Use 6+ digits if possible; include non-repeating patterns. Avoid birthdays, phone numbers, or sequences like 1234. Memorize it — do not store it digitally where attackers could retrieve it.
The recovery seed (usually 12–24 words) is the only backup of your wallet's private keys. If the device is lost, stolen, or damaged, the seed restores funds on a new device. Keep it offline and private.
The device generates the seed locally. Write the words exactly as shown — in order — on the provided recovery card. Do not photograph or copy them digitally.
Consider storing multiple copies of your recovery seed in separate secure locations (e.g., home safe, bank deposit box). Each copy increases redundancy but also increases risk from physical theft — balance accordingly.
Paper is vulnerable to fire and water. Use a fireproof metal backup plate if durability is a priority. Always ensure that any metal backup is engraved or stamped with clear word divisions.
Download firmware and the official Trézor® Suite only from Trézor.io. Firmware updates often patch security issues — check for updates after initial setup and before moving large funds.
When installing updates, verify the cryptographic signatures (the device or official app will guide you). Never install firmware from untrusted sources or community forks unless you fully understand the risks.
Test the wallet with a small incoming transaction first. Confirm the address shown in Trézor® Suite matches the address on your device screen before sending funds.
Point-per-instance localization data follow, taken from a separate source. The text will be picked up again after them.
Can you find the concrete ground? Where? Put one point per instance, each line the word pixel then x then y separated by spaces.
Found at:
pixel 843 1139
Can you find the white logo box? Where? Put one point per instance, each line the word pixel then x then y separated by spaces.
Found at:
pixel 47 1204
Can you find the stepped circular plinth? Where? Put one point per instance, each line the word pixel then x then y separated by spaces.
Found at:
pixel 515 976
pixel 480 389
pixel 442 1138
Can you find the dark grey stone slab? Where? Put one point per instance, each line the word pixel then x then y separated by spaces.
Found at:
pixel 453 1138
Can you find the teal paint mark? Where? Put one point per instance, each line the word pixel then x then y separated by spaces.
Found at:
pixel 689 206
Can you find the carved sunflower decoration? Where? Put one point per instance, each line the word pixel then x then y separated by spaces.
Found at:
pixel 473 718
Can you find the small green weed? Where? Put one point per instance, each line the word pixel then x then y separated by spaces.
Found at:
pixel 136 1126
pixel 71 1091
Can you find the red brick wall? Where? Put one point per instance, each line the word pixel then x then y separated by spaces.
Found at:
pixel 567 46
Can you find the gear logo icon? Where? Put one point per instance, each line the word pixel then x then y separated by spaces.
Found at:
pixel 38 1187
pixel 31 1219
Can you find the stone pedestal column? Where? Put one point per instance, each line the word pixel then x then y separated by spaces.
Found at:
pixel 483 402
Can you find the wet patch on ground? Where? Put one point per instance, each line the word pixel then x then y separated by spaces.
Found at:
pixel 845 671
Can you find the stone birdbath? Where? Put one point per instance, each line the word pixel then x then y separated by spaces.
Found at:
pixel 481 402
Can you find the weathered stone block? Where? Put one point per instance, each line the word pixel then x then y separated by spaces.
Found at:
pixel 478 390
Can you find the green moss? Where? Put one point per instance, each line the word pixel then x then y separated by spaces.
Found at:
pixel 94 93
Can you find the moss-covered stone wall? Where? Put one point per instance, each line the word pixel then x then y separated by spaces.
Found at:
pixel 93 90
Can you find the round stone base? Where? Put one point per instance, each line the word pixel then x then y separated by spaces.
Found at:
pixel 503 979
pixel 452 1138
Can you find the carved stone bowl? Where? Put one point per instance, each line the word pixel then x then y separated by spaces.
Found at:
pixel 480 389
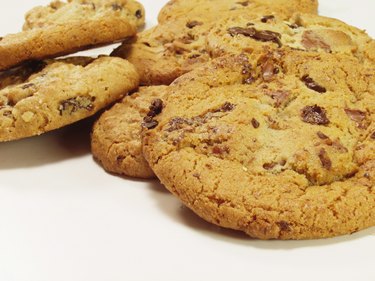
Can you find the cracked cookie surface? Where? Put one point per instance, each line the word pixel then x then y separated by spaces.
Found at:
pixel 43 96
pixel 65 27
pixel 173 48
pixel 116 136
pixel 280 145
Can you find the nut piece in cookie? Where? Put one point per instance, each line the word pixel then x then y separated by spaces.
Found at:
pixel 275 158
pixel 116 136
pixel 65 27
pixel 42 96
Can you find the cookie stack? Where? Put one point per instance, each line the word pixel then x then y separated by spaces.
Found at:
pixel 37 96
pixel 258 115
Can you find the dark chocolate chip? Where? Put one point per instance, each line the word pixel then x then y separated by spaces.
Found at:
pixel 149 123
pixel 284 226
pixel 227 107
pixel 138 14
pixel 265 19
pixel 315 115
pixel 220 149
pixel 192 24
pixel 339 146
pixel 268 70
pixel 311 41
pixel 357 116
pixel 244 3
pixel 324 159
pixel 311 84
pixel 260 35
pixel 322 136
pixel 155 108
pixel 255 123
pixel 194 56
pixel 279 96
pixel 269 166
pixel 72 105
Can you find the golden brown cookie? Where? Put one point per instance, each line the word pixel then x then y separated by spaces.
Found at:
pixel 62 28
pixel 116 136
pixel 167 51
pixel 279 145
pixel 44 96
pixel 213 9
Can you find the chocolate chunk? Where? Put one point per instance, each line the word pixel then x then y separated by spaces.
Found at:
pixel 315 115
pixel 192 24
pixel 155 108
pixel 269 166
pixel 255 123
pixel 311 84
pixel 279 96
pixel 324 159
pixel 118 7
pixel 322 136
pixel 72 105
pixel 269 70
pixel 194 56
pixel 265 19
pixel 84 3
pixel 311 40
pixel 293 26
pixel 260 35
pixel 339 146
pixel 284 226
pixel 138 14
pixel 220 149
pixel 149 123
pixel 357 116
pixel 227 107
pixel 244 3
pixel 28 85
pixel 176 124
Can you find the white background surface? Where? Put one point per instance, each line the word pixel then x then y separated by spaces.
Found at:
pixel 63 218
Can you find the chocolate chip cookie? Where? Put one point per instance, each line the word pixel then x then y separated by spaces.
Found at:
pixel 43 96
pixel 116 136
pixel 167 51
pixel 64 27
pixel 279 145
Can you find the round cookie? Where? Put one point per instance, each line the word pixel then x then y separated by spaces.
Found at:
pixel 210 10
pixel 290 156
pixel 63 28
pixel 173 48
pixel 116 136
pixel 44 96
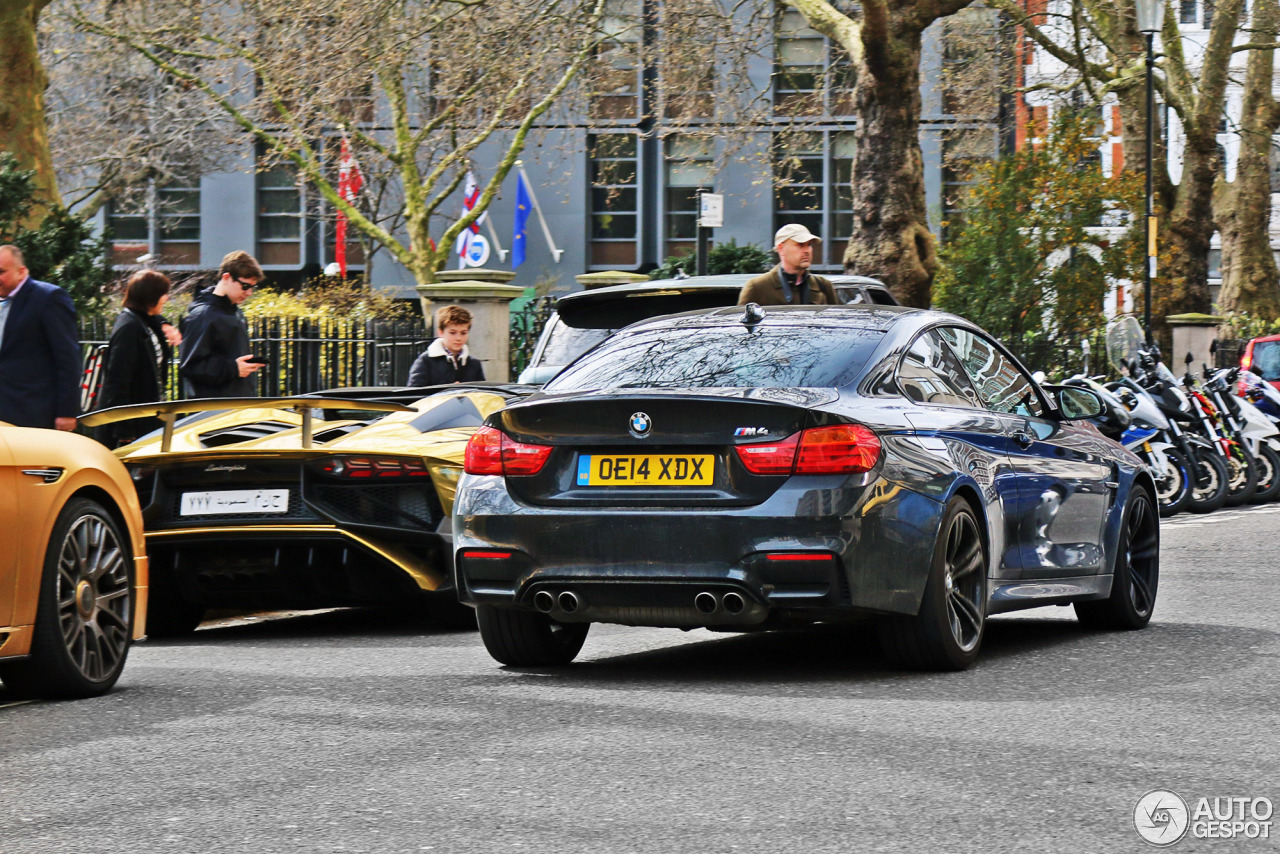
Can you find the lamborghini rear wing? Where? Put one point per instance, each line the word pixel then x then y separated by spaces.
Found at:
pixel 168 412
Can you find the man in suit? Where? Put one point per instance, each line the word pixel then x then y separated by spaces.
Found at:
pixel 790 282
pixel 40 354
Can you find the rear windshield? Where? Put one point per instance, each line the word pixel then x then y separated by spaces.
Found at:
pixel 725 357
pixel 566 343
pixel 1266 360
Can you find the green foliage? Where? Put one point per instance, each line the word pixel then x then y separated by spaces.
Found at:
pixel 722 257
pixel 62 249
pixel 1243 325
pixel 1027 260
pixel 324 298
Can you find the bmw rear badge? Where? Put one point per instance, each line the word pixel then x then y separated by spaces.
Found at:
pixel 640 425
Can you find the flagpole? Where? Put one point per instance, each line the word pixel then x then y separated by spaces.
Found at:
pixel 538 209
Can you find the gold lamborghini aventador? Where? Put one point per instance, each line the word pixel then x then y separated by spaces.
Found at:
pixel 327 499
pixel 73 569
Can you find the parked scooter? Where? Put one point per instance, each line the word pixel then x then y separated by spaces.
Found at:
pixel 1248 427
pixel 1148 380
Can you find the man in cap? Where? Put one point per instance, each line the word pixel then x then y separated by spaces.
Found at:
pixel 790 282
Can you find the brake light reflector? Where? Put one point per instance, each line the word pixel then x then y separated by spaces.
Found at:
pixel 844 448
pixel 493 452
pixel 771 457
pixel 374 467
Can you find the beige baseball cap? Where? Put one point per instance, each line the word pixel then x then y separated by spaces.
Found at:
pixel 795 232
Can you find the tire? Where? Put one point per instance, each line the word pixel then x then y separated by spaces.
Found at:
pixel 1136 576
pixel 524 639
pixel 1269 474
pixel 85 608
pixel 1208 492
pixel 947 631
pixel 1174 488
pixel 1242 475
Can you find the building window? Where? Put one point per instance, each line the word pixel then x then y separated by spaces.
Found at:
pixel 616 73
pixel 163 222
pixel 615 200
pixel 813 186
pixel 689 164
pixel 279 215
pixel 963 150
pixel 810 74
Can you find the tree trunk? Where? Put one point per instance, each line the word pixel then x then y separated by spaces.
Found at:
pixel 1249 278
pixel 23 131
pixel 891 237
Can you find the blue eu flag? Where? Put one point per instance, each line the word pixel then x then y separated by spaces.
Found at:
pixel 524 201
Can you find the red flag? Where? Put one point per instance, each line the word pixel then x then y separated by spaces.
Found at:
pixel 350 181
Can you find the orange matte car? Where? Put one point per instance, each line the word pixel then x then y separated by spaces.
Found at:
pixel 73 566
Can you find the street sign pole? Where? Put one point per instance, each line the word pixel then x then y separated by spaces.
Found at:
pixel 711 214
When sending, double-check recipient addresses and amounts. Use the device's confirmation screen — hardware wallets protect against host computer tampering by requiring manual approval for each transaction.
If your device is lost or you suspect compromise, acquire a new hardware wallet and restore from your recovery seed. If you cannot do this immediately, avoid using the seed anywhere online until ready to restore.
Monitor accounts for unexpected activity. Consider moving large holdings to a newly restored wallet once you have a secure environment and new backup plan.
Keep software updated, avoid unknown links or wallet downloads, and never reveal your recovery seed. Use passphrases only if you understand how they interact with your seed and backups.